ノックに続いて御者席側の小窓が開かれる。
「フォルカ様、王都を出ましたので護衛は索敵警戒体制に展開します」
俺は「わかった」と返す。護衛部隊は広範囲に展開して奇襲を防ぐことに注力する。俺もリスティも強いので、不意打ちを防ぐことに主眼を置くのだ。
王都の外側に広がるのは田園風景、今は冬なのでどこか荒涼とした雰囲気がある。遠くには雪を被った白い山々が見える。
「そうだ、ここなら他者の耳はないから聞いていいかな。フォルカの魔力量っていくつ?」
リスティがそう尋ねる。
魔力量とは文字通り、魔法を使う為のエネルギーである魔力の量、RPGゲームで言うところの
魔力量は魔法戦闘における継戦能力に大きく関わる。そのため一種の秘密だ。但し抑止力的な意味もあるので全く隠す訳ではない。俺もリスティも魔力量が1000を超えることは周知の事実である。『戦艦の本当の最高速度』みたいな扱いだと思ってくれれば良い。
「えーと、推定2300」
俺の答えにリスティが目を見開く。
「……もしかしたら2000超えかもとは思っていたけど」
なおこの世界、触れると魔力量を測ってくれる便利なマジックアイテムとかは存在しない。魔力量は『基準魔法』と呼ばれる魔法を何回使えるか、実際に試して測るのだ。魔力量の大きい人間は『十倍魔法』と呼ばれる基準魔法の10倍程度魔力を消費する魔法を使って測るが、それでも多くなると誤差が増える。そのため『推定値』なのだ。
「リスティは?」
「推定1700です」
うひゃぁ。
1700という数値、はっきり言って異常である。俺よりは低いがそれは俺が超異常なだけだ。

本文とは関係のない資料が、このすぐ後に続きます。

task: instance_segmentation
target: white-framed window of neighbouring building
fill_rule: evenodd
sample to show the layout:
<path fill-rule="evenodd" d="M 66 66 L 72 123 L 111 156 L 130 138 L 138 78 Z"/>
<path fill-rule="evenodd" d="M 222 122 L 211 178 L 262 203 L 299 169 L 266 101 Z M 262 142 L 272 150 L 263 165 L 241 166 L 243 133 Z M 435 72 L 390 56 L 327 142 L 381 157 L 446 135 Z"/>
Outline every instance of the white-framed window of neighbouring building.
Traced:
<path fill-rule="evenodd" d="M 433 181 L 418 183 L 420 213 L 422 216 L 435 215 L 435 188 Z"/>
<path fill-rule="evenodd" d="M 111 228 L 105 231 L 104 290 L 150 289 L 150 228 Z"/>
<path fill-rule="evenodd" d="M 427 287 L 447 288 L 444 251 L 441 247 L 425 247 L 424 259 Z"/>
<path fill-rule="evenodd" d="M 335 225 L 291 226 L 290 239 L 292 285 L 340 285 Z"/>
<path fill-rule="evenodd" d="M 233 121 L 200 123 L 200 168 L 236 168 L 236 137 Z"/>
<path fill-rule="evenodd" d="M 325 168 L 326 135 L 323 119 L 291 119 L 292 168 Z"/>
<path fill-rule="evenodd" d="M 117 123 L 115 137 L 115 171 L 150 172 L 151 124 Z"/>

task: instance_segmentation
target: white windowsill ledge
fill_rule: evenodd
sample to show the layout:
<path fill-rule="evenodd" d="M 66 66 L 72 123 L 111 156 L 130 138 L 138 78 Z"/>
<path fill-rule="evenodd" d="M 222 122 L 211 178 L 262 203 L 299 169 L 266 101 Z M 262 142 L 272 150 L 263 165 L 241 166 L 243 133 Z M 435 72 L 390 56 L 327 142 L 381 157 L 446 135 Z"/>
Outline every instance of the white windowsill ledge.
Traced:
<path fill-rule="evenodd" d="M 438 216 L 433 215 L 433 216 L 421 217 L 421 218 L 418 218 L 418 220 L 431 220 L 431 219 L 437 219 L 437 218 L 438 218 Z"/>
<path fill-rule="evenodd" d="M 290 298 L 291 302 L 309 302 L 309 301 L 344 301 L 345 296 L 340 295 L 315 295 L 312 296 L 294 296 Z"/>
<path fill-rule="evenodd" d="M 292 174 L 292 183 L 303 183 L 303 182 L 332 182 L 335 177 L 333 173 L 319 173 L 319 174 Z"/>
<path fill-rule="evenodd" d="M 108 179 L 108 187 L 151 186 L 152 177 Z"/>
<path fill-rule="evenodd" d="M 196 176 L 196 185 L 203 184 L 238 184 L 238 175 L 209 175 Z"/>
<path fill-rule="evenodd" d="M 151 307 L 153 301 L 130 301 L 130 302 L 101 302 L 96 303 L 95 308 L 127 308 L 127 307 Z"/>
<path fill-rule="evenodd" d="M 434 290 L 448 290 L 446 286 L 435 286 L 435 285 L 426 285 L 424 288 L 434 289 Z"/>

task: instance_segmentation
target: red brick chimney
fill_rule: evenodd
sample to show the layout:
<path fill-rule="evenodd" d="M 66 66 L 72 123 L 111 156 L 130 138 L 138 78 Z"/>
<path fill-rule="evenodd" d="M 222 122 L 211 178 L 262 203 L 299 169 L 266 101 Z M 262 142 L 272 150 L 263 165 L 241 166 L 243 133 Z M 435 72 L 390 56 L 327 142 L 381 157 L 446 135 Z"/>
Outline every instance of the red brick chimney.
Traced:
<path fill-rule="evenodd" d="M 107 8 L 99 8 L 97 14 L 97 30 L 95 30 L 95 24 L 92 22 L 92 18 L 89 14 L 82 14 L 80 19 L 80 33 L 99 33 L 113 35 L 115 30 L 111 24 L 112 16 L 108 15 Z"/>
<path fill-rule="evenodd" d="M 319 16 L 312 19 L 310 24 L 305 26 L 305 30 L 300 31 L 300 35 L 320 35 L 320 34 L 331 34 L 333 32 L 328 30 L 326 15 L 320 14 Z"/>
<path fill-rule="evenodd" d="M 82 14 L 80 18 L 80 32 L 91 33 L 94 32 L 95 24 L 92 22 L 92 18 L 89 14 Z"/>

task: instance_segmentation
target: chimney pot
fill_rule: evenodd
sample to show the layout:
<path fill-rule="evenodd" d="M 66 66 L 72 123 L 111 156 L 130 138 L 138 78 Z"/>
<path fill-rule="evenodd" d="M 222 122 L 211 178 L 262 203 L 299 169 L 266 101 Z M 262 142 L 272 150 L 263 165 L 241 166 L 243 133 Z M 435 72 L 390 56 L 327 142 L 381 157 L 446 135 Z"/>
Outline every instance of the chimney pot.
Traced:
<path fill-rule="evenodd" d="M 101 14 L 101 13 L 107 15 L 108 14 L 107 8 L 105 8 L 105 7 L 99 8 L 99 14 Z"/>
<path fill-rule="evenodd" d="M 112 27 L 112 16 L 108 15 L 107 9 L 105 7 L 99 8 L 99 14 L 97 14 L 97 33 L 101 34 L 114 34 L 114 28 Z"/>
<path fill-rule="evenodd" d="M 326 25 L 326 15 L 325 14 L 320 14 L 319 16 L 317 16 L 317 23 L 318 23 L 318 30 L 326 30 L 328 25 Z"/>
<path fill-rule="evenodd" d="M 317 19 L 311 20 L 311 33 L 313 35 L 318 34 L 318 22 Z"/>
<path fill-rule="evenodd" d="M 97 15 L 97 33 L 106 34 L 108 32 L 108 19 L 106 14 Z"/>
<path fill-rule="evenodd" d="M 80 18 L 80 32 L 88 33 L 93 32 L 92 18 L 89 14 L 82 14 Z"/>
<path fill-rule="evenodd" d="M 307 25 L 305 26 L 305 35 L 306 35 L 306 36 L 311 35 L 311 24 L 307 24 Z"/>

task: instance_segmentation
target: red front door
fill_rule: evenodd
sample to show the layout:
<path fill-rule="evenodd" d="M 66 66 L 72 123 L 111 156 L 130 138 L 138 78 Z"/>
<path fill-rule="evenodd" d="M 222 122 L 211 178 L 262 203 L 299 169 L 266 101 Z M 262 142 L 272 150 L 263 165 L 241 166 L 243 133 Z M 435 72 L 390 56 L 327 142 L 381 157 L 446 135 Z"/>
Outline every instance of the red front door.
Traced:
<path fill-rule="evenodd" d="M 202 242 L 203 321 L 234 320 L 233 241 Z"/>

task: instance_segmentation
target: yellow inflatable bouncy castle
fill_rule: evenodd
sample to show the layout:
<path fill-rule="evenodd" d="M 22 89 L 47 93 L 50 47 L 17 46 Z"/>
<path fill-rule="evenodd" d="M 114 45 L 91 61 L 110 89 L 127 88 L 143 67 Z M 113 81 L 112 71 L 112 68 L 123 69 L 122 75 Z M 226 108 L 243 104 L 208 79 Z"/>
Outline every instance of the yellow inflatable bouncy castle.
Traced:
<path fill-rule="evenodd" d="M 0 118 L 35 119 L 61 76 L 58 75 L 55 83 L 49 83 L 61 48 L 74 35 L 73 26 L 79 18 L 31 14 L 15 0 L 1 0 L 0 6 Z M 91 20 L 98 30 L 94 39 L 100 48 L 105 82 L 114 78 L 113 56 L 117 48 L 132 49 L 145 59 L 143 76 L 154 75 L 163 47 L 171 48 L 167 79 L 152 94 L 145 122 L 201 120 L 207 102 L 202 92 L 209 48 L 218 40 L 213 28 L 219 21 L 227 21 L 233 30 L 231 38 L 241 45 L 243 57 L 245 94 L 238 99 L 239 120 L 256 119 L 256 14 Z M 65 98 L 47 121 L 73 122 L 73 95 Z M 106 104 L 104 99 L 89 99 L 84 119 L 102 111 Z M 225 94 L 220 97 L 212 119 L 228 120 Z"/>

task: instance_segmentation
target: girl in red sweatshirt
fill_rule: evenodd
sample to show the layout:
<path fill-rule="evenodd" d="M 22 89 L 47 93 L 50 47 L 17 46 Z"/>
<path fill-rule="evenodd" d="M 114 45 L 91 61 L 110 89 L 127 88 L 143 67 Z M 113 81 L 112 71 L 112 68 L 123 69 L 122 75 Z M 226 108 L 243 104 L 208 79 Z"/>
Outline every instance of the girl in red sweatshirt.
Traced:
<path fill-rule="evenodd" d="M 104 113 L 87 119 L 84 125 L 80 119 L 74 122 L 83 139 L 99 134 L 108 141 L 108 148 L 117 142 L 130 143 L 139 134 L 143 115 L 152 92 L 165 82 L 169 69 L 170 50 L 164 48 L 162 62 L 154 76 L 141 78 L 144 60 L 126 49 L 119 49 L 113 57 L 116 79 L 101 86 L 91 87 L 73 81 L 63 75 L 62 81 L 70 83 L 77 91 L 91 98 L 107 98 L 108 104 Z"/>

300を超えれば大魔力量と言われ、1000を超えると ”サウザンタ” と称される。古代語で『膨大』という意味だ。
「す、すごい」
「いや、こっちのセリフだよ?」
いいや、俺のセリフで合ってる。『聖属性最高位』の魔力量1700はヤバ過ぎる。狩りのときの攻撃魔法構築からして、今のリスティならバナット卿なんて楽勝だ。俺でも戦ったらまず勝てない。
……ってなんか思考が殺伐な方向に進んでる。
「まぁ、魔力トークはこの辺にしておいて。王都も出たし、こっちおいでよ」
俺は自分の隣の席をポンポンと叩く。リスティは今正面に座っているが、横に並んで座っても十分な広さはある。リスティは笑顔で頷いて、腰を浮かせ……俺の膝の上に座った。柔らかくて温かい。いい匂いがする。
「リスティ、大胆だね」
「フォルカがこっちって言うから、来ただけだよ」
リスティが悪戯っぽく笑う。まぁ、新婚だからこのぐらいのいちゃいちゃも許されるだろう。
「ちなみに、コーム王はこんな感じの体勢で交わったまま馬車の揺れだけで達するまでの時間を測ったそうです。手記にはデータが一ページまるまる書かれてました」
……『変態色欲王』何してんだよ。独創的過ぎるだろ。